Well, you of course knows this. BUT the 14 to 18 year olds don’t know that. They think their indicators are what all traders use.
And that’s the real danger.
> If you know you’re gambling, at least a part of you knows when to walk away.
> But once you believe it’s a “system”, you never stop.
> You keep clicking until the market empties you completely.
It really is just like a casino in disguise.
> When you walk into Vegas or Macau, you know EXACTLY what you’re stepping into.
> You see the lights, the tables, the dealers, the noise. Your brain knows this is gambling.
> But day trading today is a casino disguised as a COFFEE SHOP.

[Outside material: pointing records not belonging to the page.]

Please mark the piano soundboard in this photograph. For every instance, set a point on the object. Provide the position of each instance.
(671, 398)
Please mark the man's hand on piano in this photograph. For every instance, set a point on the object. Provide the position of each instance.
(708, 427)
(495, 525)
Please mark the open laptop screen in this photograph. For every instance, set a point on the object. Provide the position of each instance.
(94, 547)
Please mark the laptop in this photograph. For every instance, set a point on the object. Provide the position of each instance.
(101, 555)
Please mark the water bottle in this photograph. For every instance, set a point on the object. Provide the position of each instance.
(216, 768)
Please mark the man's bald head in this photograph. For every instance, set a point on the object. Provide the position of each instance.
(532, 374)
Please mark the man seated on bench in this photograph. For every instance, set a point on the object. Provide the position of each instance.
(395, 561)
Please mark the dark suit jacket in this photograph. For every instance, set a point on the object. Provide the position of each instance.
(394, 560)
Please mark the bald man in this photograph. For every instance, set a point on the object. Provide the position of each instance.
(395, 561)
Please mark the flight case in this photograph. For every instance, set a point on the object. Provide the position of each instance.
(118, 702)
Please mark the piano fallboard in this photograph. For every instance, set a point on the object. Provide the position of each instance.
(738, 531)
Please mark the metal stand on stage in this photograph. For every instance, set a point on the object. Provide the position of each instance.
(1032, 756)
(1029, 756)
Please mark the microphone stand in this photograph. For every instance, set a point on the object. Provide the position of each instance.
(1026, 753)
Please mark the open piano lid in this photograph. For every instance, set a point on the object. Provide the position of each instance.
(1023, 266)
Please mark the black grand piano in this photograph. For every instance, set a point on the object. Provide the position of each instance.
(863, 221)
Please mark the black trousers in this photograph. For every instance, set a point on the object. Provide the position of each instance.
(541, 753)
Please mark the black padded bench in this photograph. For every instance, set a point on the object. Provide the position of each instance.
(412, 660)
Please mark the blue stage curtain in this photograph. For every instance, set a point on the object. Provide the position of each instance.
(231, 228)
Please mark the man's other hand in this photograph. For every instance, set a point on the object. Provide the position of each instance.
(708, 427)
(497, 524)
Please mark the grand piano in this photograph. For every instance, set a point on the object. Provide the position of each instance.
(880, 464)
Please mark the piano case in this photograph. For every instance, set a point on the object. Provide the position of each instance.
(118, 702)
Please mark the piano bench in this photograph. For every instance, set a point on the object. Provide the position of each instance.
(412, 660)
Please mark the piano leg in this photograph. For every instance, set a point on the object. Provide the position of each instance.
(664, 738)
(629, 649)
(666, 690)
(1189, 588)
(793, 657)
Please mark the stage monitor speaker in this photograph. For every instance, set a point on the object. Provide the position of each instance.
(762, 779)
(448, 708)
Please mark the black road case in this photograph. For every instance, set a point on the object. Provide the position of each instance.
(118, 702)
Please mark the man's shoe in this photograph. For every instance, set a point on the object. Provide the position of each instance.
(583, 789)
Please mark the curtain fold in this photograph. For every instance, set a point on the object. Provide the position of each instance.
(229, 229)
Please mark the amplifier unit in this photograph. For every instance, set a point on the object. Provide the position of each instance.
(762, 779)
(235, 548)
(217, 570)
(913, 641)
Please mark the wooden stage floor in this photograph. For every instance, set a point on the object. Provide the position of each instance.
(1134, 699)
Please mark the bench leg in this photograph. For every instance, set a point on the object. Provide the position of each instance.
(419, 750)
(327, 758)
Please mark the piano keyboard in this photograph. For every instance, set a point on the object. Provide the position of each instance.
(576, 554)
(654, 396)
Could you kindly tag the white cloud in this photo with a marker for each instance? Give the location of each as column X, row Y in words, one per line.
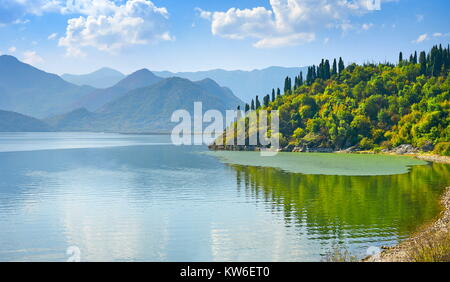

> New traders walk in thinking they’re here to “learn a skill”, not realizing they just sat down at a table designed to drain them slowly.
So they don’t stop.
That’s the whole tragedy.
Not the losing.
The fact that they genuinely believe they’re not gambling, which makes them keep going until there’s nothing left to lose.
> And those retail traders (like me) you see who look like they’re “winning”… honestly most of them just caught a big move.
> They had luck at the right moment, plus enough discipline beaten into them by previous losses that they finally learned how to stop after a win.
And even then, this tiny group is less than one percent of all retail.
It’s not hard to make money in trading.
It’s just unbelievably hard to keep it.